En soupirant, je me relevai.

« Tu vas vraiment faire ça, hein ? »

Il sourit de son magnifique sourire en réponse et je dus me mordre la lèvre pour ne pas sourire à mon tour.

J'attrapai ma veste et nous sortîmes de la chambre côte à côte. Dans l'ascenseur, il saisit ma main qu'il porta à ses lèvres.

« J'aimais bien cette chambre. » me plaignis-je.

« Nous pourrons y revenir… tout à l'heure » répondit-il. « Et je te promets de ne plus jamais te laisser sur ta faim.

- Des promesses, toujours des promesses » dis-je en regardant le plafond.

Avec un grondement rauque, il me plaqua contre une des parois de la cabine et fondis sur mes lèvres. Sa langue quémanda la mienne et une de ses mains saisit ma cuisse pour la remonter le long de sa jambe jusqu'à sa hanche afin qu'il accède à mon bassin contre lequel il pressa fortement le sien.

Je perdis pied et un gémissement sans fin monta de ma gorge jusqu'à ce que résonne le ding nous informant que nous étions arrivés au rez de chaussée.

Edward relâcha ma jambe mais resta contre moi, debout dans le fond de l'ascenseur, son souffle glacé balayant mon visage.

« Ne doute jamais de ma capacité à te faire dépasser toute limite, Isabella. » gronda-t-il contre mes lèvres.

« Jamais… » soufflai-je.

Nous sortîmes de la cabine sous les regards des quelques personnes présentes dans le hall, Edward me tirant par la main pour que je sois capable d'avancer sur mes jambes qui s'étaient subitement transformées en gelée.

Une vingtaine de minutes plus tard, nous étions devant les portes battantes du White Horse.

La musique pop était audible depuis le trottoir et les chaudes lumières invitaient à entrer. Mais je ne parvenais pas à me décider.

« Tu sais que la fête se déroule à l'intérieur, n'est-ce pas ? » demanda Edward en passant un bras autour de mes épaules.

J'étais complètement paniquée.

J'avais peur que mes amis ne se doutent de quelque chose.

J'avais peur que Jacob ne fasse des allusions déplacées.

J'avais peur que le caractère impétueux d'Edward ne soit pas facilement compatible avec ce genre de soirée.

Et, surtout, j'avais peur de ne pas être capable de paraitre, moi, normale, assise à côté de cet être qui me faisait perdre tous mes moyens au premier effleurement.

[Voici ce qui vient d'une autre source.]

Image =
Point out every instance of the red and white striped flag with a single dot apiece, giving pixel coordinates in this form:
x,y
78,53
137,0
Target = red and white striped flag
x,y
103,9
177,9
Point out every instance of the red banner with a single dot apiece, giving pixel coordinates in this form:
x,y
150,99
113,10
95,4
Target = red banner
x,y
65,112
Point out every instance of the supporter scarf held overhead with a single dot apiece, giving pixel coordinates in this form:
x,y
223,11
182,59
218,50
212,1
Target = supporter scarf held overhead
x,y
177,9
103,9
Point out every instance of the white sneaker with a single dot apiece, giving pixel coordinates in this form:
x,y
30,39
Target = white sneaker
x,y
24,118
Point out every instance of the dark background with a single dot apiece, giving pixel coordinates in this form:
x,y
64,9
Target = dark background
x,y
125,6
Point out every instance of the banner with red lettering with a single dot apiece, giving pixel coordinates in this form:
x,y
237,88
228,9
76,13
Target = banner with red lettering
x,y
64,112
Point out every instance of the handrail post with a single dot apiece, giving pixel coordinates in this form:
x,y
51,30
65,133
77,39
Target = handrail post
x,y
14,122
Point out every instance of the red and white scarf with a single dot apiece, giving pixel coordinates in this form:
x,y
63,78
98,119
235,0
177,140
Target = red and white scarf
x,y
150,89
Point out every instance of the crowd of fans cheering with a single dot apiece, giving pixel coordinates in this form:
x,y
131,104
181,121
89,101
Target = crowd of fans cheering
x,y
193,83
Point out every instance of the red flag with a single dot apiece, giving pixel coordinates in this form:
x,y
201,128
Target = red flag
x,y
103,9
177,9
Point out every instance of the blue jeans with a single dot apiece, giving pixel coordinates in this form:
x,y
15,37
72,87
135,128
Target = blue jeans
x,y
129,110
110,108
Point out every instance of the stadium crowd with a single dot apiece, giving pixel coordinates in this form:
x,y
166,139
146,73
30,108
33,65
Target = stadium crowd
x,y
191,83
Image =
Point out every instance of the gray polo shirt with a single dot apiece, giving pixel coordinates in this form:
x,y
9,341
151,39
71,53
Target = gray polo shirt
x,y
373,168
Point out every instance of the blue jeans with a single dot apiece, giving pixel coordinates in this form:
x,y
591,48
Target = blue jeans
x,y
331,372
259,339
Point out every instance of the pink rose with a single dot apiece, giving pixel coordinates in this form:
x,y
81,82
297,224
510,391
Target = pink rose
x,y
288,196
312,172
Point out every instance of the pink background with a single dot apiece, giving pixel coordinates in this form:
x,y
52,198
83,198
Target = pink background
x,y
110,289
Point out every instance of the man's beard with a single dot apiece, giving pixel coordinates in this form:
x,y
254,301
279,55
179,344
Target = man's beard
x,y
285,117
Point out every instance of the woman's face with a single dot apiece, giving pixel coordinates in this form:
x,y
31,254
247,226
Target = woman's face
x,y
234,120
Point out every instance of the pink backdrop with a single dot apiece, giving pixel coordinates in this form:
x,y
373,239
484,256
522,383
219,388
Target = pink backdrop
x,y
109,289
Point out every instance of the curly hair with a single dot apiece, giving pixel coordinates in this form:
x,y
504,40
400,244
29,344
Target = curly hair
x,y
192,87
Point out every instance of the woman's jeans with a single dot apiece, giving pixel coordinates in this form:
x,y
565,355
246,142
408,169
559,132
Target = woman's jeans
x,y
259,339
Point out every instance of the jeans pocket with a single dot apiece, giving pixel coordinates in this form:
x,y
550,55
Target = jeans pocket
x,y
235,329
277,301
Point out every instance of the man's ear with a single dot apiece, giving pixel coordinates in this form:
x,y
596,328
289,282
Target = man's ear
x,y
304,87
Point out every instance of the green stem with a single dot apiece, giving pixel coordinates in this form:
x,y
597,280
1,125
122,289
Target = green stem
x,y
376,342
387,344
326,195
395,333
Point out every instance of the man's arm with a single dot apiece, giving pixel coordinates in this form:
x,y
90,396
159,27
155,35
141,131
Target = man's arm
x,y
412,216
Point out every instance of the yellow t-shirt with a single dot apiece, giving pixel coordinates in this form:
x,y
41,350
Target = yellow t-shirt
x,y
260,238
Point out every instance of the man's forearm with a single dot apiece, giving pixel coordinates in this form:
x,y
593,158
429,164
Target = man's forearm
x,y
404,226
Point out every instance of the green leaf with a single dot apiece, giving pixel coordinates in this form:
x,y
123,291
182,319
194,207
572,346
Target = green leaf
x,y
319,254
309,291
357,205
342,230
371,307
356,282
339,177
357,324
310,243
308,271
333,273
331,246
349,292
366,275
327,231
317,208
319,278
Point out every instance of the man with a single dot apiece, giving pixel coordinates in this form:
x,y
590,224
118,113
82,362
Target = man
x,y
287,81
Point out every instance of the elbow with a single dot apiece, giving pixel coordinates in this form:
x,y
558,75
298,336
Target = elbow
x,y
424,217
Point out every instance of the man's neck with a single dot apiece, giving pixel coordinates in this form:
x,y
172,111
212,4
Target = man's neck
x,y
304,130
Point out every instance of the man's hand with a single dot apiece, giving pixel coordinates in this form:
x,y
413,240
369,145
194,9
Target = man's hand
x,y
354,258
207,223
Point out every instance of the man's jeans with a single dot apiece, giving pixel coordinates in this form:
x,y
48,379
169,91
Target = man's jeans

« Tu me promets que tu te tiendras tranquille ? » le suppliai-je une dernière fois. « Parce qu'il y a deux journalistes et un flic là-dedans. Plus ma meilleure amie qui a prouvé à plusieurs reprises qu'elle était douée d'un sixième sens pour débusquer tout ce que je pouvais lui cacher. »

Il promit en me trainant jusqu'à la lourde double porte dont il ouvrit un battant pour moi.

J'inspirai profondément puis entrai, retrouvant l'atmosphère joyeuse et chaleureuse de mon pub préféré.

Derrière le bar, Mike m'adressa un salut de la main et un clin d'œil puis m'indiqua du pouce une table dans le fond où étaient déjà installés Ben, Angela, Jacob, Jessica et un jeune homme asiatique que je n'avais jamais vu avant.

Je fis quelques pas vers eux, sentant parfaitement la présence d'Edward derrière moi. De toute façon, si je ne l'avais pas ressenti aussi fortement, les regards appuyés des femmes sur notre passage auraient suffi à m'informer de sa présence.

Nous n'étions plus qu'à quelques mètres de la table quand Jacob m'aperçut et se leva précipitamment.

Je me raidis immédiatement.

« Bella ! » s'écria-t-il en écartant les bras pour m'enlacer mais je reculai d'un pas en levant une main pour le freiner.

Il s'arrêta à deux pas de moi, une véritable détresse dans le regard.

« Bella, je suis désolé ! Je voulais te le dire depuis jeudi mais tu n'as répondu à aucun de mes appels.

- J'ai été très occupée. » répondis-je gentiment, ne voulant pas éterniser ses excuses embarrassantes. « Tout va bien, Jacob, ne t'en fais pas.

- Non, tout ne va pas bien. J'ai été un parfait connard. Tu as toujours été très claire et je dois accepter ce que tu me donnes. Je ne veux pas que cet incident change quoi que ce soit entre nous.

- ça va, Jacob. Je t'assure. »

Je savais bien que cette conversation n'avait pas le même sens pour lui que pour moi.

Dans son imagination, si les choses ne changeaient pas entre nous, cela signifiait qu'une intimité était encore possible.

Pas dans la mienne.

Mais il sembla rassuré et le monde autour de nous reprit de l'importance à ses yeux. Il nota alors que le pas que j'avais fait en arrière m'avait poussée contre le torse de l'homme derrière moi et que ce dernier ne bougeait pas pour se dégager.

Pour la première fois, les yeux de Jacob croisèrent ceux d'Edward.

« Tu es venue accompagnée ? » me demanda-t-il, la voix subitement plus tendue.

Nous y étions.

« Oui. Heu… Jacob, je te présente mon ami, Edward. »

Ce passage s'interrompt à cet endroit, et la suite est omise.